# need help fast.



## completely confused1 (Jan 1, 2015)

I have been dating this girl for almost 5 years now. For some backstory her mom is borderline and has married an allegedly abusive police officer. The family is from money and my ex was left with a small trust fund. My ex was abused growing up and has lost it several times due to situations with her mother. 

Most of her friends and exs have been somewhat unbalanced.
I was able to get her out of her situation and we had lived together for three years. Her mom at one point in our relationship threatened to kill us and was institutionalized. Anyways her mom and one of her friends have worked their way back into her life ( mainly through buying her a 30,000 dollar car.) and convinced her to leave leave me for one of her exs. She has a house that I was able to purchase for her in cash using the trust fund.we lived their together. She kicked me out. And now she is not living there. 


Her mom convinced her that I am beneath her because I do not have the breeding that she does. ( it's funny as her mom was adopted and I come from a well established family.) 

She just left an moved in with this guy the next day. Now I am being harassed by the mom and the boyfriend has threatened me with a restraining order. 
I have been defending her from manipulation for years. But now I'm worried that she will self destruct. How do I help her?

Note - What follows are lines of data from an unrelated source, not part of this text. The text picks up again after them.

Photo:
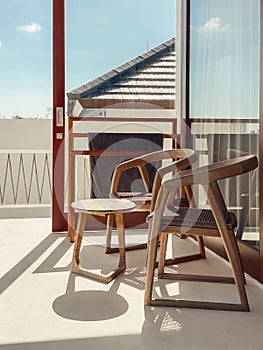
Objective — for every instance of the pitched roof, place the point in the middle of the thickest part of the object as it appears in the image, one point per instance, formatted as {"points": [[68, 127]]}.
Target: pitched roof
{"points": [[149, 76]]}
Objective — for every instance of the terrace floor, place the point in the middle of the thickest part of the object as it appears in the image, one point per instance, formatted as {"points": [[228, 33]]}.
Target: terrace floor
{"points": [[44, 306]]}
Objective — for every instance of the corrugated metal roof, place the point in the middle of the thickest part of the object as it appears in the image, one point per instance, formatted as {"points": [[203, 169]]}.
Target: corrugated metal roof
{"points": [[151, 75]]}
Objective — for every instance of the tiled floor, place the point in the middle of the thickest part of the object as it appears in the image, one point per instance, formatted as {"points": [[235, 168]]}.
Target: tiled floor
{"points": [[44, 306]]}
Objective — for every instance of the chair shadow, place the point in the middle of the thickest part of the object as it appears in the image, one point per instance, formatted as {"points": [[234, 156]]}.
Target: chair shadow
{"points": [[15, 272]]}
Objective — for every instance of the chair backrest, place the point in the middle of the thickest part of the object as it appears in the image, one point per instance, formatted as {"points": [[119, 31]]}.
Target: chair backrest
{"points": [[102, 166], [225, 146], [207, 176], [179, 160]]}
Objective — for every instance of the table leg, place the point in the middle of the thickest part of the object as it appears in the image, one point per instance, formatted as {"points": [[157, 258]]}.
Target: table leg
{"points": [[78, 239], [76, 268], [121, 239]]}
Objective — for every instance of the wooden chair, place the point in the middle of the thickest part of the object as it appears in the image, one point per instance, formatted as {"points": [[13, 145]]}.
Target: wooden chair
{"points": [[215, 222], [179, 159]]}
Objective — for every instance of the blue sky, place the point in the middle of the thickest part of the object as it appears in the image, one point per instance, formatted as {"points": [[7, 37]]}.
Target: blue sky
{"points": [[100, 35], [225, 58]]}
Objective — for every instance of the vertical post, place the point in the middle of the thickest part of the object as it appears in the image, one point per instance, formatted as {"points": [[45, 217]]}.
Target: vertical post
{"points": [[59, 222], [261, 146]]}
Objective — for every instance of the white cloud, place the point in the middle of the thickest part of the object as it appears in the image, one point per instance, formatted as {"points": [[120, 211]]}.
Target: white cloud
{"points": [[30, 28], [215, 25]]}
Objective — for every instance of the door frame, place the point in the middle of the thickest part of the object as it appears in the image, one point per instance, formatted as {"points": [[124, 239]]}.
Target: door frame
{"points": [[59, 220]]}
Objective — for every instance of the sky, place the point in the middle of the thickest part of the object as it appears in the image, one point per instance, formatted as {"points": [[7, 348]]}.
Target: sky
{"points": [[100, 35], [225, 58]]}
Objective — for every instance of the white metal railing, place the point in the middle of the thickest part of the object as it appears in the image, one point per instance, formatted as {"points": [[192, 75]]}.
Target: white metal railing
{"points": [[25, 177]]}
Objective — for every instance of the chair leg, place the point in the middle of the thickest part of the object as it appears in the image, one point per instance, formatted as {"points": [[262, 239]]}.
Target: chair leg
{"points": [[162, 253], [201, 245], [151, 259]]}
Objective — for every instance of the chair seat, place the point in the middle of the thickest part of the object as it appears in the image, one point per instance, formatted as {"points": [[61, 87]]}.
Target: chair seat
{"points": [[194, 217]]}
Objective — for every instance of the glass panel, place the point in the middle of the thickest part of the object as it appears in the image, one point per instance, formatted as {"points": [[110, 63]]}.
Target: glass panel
{"points": [[110, 65], [224, 96]]}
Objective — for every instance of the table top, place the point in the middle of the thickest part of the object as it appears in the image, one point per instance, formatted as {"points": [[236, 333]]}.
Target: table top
{"points": [[104, 205]]}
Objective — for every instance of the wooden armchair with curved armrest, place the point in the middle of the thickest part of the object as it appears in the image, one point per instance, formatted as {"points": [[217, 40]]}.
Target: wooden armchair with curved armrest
{"points": [[215, 222], [178, 160]]}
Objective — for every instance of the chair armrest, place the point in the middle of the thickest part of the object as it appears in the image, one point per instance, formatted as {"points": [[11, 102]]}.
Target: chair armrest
{"points": [[213, 172]]}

I know that I should move on but I can't help worrying as she is not paying bills or her insurance. She plans on moving in the next couple of months with him to California. However she quit her job the day after she left me. She won't contact me because in her words I have nothing good to add to her life.

Any advice would be apreciated


----------



## Uptown (Mar 27, 2010)

CC, welcome to the TAM forum. You seem to be describing a woman who is somewhat unstable like her mother (albeit not so severe). If so, the best thing you can do for her is to stop trying to rescue her from herself. Your enabling behavior is harmful. It is important she be allowed to suffer the logical consequences of her own bad decisions. Otherwise, she will never have any incentive to take responsibility for her actions, confront her own issues, and learn how to manage those issues.


----------



## completely confused1 (Jan 1, 2015)

Thank you. After reading several of your posts I believe I know what is going on with her and have decided to keep my distance. 

This is the second time she has left me for this guy. The first time she came back after 2 years. She came back after she was caught cheating on him and she left. She continued to mess around untill her life imploded. That's when she showed up and told me everyone was using her. It was of course everyone else's fault. There were several other boyfriends in those 2 years but they where all allegedly abusive after several months.


----------



## completely confused1 (Jan 1, 2015)

She was my first relationship. And I never realized how much damage she was doing. She would never clean. Do laundry or cook. When I asked her to help she blew up on me. I was never good enough even though I was doing everything for her. She was always nasty in front of my family. When she left her excuses were irrational. Something about how I didn't accept her for her past. She brought a friend with her who hasn't been around years to help her break up with me. She said it was because I was unpredictable. I feel like it was a way to place the blame of her dumping me on the friend if she ever decides to try to come back


----------



## Uptown (Mar 27, 2010)

CC, that is a wise decision. You're describing a woman who believes she is "The Victim," always "The Victim." With such a person, you are allowed to stay in a relationship with her only so long as you continually support that false self image. Hence, there are only two roles you are allowed to play. 

One is being "The Savior," a role that you are allowed to play for 4 to 6 months while she's infatuated with you. After that, you must play the role of "The Perpetrator," taking blame for every misfortune that befalls her. Once you grow tired of that abusive treatment and start standing up for yourself, she will summarily drop you and start dating the next Savior/Perpetrator on the list.


----------